The lost weekend

Irresponsible suggestions for your Oscar party

Here at SN&R, we don’t take our partying lightly. When recently asked to come up with a drinking game for our annual Oscar soirée, we knew it would have to, well, both be practical and get ya good and fuddled. So, without further ado, our 2006 Oscar Drinking Challenge.

Rules of play:

(1) Write each drinking scenario on a small card.

(2) Ask each guest to pull two or three cards from a hat.

(3) Whenever your card’s scenario occurs during the Oscar telecast, guzzle away.

Some examples:

“You must drink if and when …”

• Jon Stewart furrows his brow during a punch line.

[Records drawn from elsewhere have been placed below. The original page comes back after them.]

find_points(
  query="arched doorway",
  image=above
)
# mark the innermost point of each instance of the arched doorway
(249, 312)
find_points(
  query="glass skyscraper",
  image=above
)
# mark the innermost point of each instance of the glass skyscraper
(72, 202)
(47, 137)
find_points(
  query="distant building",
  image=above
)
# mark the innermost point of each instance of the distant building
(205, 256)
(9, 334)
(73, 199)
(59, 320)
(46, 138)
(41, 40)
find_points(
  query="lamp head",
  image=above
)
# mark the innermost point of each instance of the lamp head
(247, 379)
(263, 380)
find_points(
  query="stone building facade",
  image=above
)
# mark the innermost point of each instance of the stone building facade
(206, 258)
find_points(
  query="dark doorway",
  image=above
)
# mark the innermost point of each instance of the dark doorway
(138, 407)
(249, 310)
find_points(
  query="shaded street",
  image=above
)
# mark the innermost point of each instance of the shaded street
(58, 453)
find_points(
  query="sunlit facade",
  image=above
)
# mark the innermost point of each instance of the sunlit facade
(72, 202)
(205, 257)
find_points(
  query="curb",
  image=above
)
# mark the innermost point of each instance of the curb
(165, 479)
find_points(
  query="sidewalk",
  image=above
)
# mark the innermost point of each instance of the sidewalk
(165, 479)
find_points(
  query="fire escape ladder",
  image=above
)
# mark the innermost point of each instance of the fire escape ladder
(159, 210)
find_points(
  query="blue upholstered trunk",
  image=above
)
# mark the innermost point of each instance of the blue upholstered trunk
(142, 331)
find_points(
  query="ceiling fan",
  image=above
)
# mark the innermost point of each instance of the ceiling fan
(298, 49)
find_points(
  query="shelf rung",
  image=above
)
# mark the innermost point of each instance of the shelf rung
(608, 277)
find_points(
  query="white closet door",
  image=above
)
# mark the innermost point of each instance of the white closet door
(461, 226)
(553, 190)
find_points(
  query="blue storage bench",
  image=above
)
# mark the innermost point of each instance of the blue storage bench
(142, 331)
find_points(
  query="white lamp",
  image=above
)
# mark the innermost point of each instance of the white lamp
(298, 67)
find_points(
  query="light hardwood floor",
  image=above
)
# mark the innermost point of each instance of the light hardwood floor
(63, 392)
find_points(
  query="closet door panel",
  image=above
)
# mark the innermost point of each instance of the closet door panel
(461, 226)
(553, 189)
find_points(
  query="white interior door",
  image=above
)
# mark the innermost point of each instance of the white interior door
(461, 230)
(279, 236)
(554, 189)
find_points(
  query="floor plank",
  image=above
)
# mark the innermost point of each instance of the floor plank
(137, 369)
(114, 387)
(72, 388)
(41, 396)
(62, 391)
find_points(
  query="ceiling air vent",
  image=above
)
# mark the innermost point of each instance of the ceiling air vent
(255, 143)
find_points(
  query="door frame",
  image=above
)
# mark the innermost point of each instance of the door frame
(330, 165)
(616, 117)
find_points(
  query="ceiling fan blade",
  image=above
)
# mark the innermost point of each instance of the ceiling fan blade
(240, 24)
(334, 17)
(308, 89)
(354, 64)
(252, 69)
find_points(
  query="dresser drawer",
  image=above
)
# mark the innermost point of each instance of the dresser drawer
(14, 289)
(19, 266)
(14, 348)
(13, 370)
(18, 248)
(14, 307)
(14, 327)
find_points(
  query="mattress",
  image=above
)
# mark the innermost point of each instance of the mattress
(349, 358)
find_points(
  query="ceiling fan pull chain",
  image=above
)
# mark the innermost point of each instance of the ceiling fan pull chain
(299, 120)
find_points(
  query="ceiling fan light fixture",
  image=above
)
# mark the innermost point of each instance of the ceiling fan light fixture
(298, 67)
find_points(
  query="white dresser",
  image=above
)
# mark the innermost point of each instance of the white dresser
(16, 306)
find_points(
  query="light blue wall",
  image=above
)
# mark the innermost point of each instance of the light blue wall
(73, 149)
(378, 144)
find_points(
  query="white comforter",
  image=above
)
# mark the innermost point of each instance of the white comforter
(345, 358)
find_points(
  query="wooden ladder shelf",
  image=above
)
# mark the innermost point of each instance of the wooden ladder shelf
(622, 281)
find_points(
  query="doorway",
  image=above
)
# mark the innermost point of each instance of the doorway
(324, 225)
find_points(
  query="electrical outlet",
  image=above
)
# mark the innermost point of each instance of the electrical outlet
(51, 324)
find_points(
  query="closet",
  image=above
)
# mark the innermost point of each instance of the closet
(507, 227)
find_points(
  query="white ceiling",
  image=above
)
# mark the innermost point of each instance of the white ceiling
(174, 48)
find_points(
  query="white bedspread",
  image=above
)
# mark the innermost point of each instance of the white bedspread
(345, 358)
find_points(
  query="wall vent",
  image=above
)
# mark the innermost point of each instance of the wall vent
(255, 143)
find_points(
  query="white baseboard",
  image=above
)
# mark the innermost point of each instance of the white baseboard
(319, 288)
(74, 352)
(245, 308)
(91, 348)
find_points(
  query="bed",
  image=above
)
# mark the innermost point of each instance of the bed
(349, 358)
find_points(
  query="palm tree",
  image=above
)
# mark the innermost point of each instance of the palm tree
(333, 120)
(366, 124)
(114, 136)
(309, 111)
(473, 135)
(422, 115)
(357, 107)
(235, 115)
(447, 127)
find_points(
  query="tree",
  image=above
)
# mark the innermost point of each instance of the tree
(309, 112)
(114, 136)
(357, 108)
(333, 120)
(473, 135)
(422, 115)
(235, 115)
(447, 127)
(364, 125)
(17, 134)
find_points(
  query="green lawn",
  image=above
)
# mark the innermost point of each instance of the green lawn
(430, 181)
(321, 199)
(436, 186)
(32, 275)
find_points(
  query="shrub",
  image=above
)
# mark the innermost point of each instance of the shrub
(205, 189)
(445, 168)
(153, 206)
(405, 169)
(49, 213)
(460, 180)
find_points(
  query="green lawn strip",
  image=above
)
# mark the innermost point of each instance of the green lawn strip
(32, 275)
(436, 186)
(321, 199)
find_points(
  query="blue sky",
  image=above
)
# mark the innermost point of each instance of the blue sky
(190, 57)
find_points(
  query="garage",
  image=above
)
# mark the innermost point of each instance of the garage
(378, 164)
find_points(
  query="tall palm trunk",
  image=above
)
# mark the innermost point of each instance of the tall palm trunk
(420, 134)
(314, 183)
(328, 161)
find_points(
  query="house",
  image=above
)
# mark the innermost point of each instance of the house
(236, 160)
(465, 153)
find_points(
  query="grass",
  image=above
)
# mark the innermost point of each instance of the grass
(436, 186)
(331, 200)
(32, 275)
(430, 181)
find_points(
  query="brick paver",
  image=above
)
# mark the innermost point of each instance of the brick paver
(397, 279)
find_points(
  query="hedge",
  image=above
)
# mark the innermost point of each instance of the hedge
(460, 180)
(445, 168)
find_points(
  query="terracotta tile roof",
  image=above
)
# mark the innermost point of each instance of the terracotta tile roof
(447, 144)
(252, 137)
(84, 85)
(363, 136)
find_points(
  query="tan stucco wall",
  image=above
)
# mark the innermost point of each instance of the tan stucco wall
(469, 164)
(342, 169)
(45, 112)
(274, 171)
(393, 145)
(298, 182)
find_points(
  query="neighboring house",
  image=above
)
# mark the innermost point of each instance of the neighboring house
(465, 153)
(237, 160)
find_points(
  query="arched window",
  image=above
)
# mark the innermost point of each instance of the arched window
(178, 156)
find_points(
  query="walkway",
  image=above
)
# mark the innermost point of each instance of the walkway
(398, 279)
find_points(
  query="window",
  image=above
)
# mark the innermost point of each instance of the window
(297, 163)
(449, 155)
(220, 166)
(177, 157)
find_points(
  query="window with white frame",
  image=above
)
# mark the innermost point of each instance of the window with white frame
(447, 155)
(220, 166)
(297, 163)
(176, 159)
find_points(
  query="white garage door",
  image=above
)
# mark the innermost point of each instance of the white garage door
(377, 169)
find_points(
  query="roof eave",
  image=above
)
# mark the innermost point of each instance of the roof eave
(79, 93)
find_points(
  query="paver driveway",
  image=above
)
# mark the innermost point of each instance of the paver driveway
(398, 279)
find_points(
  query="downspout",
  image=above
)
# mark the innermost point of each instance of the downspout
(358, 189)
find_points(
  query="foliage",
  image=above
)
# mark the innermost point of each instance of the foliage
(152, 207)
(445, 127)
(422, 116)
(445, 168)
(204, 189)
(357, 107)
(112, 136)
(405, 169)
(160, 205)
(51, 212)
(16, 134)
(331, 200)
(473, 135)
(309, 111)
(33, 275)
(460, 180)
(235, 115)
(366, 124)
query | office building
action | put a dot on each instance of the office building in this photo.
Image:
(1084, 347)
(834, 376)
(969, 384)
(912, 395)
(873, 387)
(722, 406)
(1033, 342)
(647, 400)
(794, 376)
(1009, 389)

• The camera cuts to Oprah after a mention of Crash.

• Someone at your party points out that the whole thing is “unfair,” as if that had never occurred to anybody, jackass.

• Ryan Phillippe bogarts his wife’s spotlight.

• Robert Altman uses the word “bitch” during his acceptance speech.

• Someone at your party catcalls a Jessica Alba appearance.

• The camera cuts to Clint Eastwood after a gay-cowboy joke.

• A winner thanks his or her agent after thanking God.

• The camera cuts to Scarlett Johansson’s cleavage.

• The camera cuts to a sore loser pretending not to be pissed that the other person won.

• Someone refers to George Clooney as a “director.”

• Someone gets cut off by the music during his or her speech. If the person refuses to leave, drink until he or she finally does leave. If the person has to be dragged away by security, finish the bottle.

And so on.

Suggested Oscar-themed modes of imbibery:

• Hacker-Pschorr beer for Munich. Perhaps an anise-seed chaser for good measure?

Brokeback body shots: salt off a guy; tequila and lime off a lady.

• The Crasher: Kahlúa, vodka, sweet rice wine and crème (shaken, naturally).

• The King Kong Beer Bong.

• The Good Night …: Bacardi 151, ice and lime, stirred in a short square-base glass, chased with cigarettes. Remedy with the and Good Luck: orange juice, milk thistle and ginger root—to be left in the fridge for the morning after.

Capote‘s GoLightly: gin with two olives on the rocks and stirred in a tall tumbler (do not hold the glass with your pinky finger).

Walk the Line and Say the Alphabet Backwards: a road game for those who neglect to assign a designated driver. Losers get a trip to Folsom Prison. Or, take a lesson from Johnny Cash and stick to branch water, straight up.